2
votes

In SAS I have created a program that will randomly take 50 observations from a data set and calculate a mean value for the observations.

data subset (drop=i samplesize);
samplesize=50;
obsleft=totobs;
do i=1 to samplesize;
  obsnum=ceil(ranuni(0)*totobs);
  set sashelp.baseball point=obsnum nobs=totobs;
  output;
end;
stop;
run;


proc sql;
select mean(nHome) from subset;
quit;

I would like to edit the code so it will produce 10 independent random samples instead of one (I am aware of the reps= in Proc SurverySelect, but I am not supposed to use it here).

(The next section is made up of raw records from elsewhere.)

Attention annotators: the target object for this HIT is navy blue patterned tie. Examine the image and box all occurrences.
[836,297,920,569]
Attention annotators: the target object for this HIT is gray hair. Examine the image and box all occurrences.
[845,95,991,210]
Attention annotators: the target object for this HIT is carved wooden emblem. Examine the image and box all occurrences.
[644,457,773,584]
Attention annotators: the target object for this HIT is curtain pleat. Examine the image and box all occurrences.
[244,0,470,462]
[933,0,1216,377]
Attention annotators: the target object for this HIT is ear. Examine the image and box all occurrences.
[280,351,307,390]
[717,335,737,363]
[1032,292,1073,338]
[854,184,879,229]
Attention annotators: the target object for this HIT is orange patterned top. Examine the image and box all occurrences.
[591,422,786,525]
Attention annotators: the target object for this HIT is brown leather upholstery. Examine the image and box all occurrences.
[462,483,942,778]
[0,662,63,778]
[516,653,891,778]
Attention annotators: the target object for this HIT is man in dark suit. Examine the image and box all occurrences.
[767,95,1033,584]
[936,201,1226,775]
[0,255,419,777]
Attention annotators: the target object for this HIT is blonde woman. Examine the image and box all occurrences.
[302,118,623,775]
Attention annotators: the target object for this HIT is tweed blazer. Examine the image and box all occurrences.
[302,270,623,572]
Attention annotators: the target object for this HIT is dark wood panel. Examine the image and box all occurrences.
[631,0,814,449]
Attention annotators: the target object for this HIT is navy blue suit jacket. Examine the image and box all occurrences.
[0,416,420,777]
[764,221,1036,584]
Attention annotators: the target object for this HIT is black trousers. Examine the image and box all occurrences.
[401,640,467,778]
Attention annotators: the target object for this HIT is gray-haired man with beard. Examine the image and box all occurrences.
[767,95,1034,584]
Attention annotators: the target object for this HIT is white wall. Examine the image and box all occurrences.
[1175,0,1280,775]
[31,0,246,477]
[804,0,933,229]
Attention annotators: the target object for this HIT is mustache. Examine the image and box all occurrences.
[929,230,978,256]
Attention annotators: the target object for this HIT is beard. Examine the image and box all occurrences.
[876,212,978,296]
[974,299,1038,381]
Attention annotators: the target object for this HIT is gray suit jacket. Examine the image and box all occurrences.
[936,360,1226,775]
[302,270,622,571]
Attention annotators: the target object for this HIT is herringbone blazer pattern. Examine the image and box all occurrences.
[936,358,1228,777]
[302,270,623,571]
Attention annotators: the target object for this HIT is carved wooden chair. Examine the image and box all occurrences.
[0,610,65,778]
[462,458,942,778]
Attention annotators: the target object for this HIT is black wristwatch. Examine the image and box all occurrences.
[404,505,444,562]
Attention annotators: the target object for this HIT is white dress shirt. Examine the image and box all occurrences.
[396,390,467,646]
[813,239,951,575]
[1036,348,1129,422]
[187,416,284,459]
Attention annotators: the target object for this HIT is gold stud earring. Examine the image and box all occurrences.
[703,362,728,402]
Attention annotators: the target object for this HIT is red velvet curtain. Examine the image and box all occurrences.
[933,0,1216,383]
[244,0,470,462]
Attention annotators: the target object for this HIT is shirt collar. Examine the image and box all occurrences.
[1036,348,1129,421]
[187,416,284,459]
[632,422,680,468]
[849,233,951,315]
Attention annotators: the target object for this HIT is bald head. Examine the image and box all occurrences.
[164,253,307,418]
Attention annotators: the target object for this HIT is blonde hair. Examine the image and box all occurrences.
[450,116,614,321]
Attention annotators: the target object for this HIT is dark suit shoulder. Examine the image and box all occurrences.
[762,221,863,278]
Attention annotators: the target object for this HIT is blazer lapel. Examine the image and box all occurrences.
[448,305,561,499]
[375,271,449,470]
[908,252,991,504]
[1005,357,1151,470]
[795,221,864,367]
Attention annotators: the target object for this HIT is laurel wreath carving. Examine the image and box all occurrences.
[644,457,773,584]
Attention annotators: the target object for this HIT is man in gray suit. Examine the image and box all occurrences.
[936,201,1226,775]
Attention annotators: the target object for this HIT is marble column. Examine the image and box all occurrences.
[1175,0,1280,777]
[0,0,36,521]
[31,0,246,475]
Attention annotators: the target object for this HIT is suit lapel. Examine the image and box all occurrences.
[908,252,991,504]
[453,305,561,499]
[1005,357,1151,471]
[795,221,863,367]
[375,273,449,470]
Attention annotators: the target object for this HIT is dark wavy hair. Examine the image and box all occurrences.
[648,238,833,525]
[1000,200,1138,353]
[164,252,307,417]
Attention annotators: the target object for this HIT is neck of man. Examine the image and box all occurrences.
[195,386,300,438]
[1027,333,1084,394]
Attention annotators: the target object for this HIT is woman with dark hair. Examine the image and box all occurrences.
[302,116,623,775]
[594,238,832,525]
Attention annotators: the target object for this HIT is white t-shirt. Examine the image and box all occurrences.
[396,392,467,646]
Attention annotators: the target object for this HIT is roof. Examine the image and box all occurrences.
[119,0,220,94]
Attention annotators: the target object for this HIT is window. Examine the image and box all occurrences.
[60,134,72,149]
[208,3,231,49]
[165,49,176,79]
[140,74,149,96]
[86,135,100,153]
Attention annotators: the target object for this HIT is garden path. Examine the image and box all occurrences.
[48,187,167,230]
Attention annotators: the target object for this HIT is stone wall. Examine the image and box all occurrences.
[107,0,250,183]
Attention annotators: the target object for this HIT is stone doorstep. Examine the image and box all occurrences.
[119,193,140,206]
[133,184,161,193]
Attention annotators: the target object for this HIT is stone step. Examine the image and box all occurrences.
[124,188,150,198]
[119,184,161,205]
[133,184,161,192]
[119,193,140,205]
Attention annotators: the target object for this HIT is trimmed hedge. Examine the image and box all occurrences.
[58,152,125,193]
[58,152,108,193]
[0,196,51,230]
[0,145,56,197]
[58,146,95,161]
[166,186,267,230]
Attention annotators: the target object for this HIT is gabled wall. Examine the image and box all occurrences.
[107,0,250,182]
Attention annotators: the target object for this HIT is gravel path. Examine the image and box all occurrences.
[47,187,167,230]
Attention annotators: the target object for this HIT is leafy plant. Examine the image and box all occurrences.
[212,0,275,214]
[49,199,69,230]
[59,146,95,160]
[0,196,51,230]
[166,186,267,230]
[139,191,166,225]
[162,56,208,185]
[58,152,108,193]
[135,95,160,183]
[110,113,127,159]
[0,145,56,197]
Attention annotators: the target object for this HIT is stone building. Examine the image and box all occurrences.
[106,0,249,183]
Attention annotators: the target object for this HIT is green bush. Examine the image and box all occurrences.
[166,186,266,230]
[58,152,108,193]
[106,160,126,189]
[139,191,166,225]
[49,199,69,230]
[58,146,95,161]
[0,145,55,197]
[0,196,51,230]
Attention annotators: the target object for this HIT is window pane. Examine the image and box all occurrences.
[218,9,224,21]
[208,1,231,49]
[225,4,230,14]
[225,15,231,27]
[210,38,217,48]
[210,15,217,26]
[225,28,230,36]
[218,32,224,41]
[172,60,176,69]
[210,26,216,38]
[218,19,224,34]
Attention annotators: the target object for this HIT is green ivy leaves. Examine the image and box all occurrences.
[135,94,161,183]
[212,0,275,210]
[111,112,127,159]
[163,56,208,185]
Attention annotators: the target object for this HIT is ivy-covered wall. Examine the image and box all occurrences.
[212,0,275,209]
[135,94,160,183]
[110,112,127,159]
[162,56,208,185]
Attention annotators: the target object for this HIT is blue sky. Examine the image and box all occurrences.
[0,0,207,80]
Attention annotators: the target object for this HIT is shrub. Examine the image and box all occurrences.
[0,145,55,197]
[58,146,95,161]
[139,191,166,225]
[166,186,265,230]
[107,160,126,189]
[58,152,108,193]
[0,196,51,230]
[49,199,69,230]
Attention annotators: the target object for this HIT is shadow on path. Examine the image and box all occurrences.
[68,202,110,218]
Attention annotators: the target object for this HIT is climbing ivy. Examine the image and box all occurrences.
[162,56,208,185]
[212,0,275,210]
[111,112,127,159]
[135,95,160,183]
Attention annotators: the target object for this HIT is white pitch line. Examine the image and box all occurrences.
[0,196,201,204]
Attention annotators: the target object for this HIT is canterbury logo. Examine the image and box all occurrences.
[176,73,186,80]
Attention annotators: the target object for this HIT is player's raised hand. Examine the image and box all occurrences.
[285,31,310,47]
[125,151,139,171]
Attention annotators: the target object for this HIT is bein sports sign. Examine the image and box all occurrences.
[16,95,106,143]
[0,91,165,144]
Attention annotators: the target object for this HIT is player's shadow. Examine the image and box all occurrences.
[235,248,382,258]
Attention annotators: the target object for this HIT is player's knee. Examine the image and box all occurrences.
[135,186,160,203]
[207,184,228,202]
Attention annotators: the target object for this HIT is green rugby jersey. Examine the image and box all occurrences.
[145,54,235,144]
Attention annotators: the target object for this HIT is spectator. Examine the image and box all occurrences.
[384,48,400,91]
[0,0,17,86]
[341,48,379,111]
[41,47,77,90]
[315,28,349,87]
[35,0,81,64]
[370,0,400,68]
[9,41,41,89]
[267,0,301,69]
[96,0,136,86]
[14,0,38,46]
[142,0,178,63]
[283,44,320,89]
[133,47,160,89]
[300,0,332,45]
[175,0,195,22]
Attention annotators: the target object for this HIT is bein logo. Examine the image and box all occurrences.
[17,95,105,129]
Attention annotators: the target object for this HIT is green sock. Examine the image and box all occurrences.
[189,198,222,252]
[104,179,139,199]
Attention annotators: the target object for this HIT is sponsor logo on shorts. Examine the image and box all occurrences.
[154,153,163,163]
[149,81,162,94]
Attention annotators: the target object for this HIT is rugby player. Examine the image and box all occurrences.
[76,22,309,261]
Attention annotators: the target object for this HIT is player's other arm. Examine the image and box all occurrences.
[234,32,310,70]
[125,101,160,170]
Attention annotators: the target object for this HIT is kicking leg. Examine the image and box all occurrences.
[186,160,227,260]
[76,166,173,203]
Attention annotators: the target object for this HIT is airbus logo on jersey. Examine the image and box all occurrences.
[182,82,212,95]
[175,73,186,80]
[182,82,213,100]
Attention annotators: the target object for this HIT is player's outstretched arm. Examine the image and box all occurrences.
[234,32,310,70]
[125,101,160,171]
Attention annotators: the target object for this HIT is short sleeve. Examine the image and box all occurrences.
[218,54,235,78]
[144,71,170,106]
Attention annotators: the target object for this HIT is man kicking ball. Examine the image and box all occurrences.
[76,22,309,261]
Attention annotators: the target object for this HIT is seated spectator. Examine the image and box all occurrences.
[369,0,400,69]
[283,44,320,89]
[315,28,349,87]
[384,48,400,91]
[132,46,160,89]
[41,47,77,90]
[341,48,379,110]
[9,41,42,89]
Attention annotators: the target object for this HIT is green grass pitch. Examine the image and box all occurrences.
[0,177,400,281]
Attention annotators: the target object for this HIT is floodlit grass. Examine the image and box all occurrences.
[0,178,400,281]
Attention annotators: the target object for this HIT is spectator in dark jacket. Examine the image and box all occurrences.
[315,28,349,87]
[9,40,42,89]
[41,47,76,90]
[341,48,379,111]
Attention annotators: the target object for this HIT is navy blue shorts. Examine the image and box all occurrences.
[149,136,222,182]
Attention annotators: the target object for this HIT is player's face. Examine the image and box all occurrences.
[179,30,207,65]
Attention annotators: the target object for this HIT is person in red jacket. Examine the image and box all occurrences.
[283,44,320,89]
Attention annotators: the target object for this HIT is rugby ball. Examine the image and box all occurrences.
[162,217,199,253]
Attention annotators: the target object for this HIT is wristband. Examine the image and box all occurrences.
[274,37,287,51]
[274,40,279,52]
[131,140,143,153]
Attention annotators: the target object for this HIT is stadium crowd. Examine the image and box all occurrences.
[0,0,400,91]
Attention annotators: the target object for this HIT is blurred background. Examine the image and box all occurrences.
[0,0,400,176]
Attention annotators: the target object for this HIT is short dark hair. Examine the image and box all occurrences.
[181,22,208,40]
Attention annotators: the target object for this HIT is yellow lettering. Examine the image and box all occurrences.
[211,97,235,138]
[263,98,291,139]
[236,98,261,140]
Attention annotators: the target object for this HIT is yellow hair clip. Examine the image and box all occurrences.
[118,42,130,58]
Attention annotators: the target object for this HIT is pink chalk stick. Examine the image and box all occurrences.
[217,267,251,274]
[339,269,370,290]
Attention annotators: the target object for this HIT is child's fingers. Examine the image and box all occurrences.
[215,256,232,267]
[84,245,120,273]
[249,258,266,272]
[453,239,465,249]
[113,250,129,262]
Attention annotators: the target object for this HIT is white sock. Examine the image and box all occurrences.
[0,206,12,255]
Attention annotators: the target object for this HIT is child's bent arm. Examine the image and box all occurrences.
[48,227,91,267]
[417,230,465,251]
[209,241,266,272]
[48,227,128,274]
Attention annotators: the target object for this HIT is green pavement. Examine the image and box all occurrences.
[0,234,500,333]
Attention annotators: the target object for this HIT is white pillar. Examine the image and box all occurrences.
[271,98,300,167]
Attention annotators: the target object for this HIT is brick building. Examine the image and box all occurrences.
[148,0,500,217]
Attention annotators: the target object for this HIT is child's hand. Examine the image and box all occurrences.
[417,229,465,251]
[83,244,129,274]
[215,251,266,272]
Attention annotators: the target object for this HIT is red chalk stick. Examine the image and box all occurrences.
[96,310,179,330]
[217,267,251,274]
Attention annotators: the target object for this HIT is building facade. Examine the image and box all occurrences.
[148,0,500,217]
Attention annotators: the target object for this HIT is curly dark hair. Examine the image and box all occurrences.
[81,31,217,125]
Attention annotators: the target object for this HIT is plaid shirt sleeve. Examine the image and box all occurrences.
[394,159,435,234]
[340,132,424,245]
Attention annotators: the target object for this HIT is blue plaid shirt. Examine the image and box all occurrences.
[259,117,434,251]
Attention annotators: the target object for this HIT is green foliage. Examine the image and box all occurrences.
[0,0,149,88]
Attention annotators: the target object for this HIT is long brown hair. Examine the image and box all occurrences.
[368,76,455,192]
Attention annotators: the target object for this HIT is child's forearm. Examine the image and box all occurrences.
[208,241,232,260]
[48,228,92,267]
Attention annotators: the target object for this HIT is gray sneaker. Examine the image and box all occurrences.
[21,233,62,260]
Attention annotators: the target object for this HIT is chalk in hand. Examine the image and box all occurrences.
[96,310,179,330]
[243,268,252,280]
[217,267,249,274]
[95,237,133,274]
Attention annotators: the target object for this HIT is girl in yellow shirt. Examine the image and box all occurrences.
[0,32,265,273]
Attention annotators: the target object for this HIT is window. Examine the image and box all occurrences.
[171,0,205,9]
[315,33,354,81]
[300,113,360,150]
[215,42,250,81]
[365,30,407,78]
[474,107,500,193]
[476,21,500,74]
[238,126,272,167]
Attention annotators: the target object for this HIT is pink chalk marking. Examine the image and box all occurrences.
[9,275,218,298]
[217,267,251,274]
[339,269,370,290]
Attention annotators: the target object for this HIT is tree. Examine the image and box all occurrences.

Thanks

1

1 Answers

2
votes

The k/n algorithm selects a fixed number samples, each with a probability of 1/n.

%let SEED = 1234;

data mySurveySelection;

  retain k 10; drop k;
  length select_n_ 8;

  set sashelp.baseball nobs=n;

  if (ranuni(&SEED) <= k/n) then do;
    k = k - 1;
    select_n_ = _n_;
    output;
  end;
  n = n - 1;

  if n = 0 then stop;
run;

You didn't ask for a proof that the selections are indeed 1/n, so I wont show that.

SurveySelect is typically used in any production level study or code base.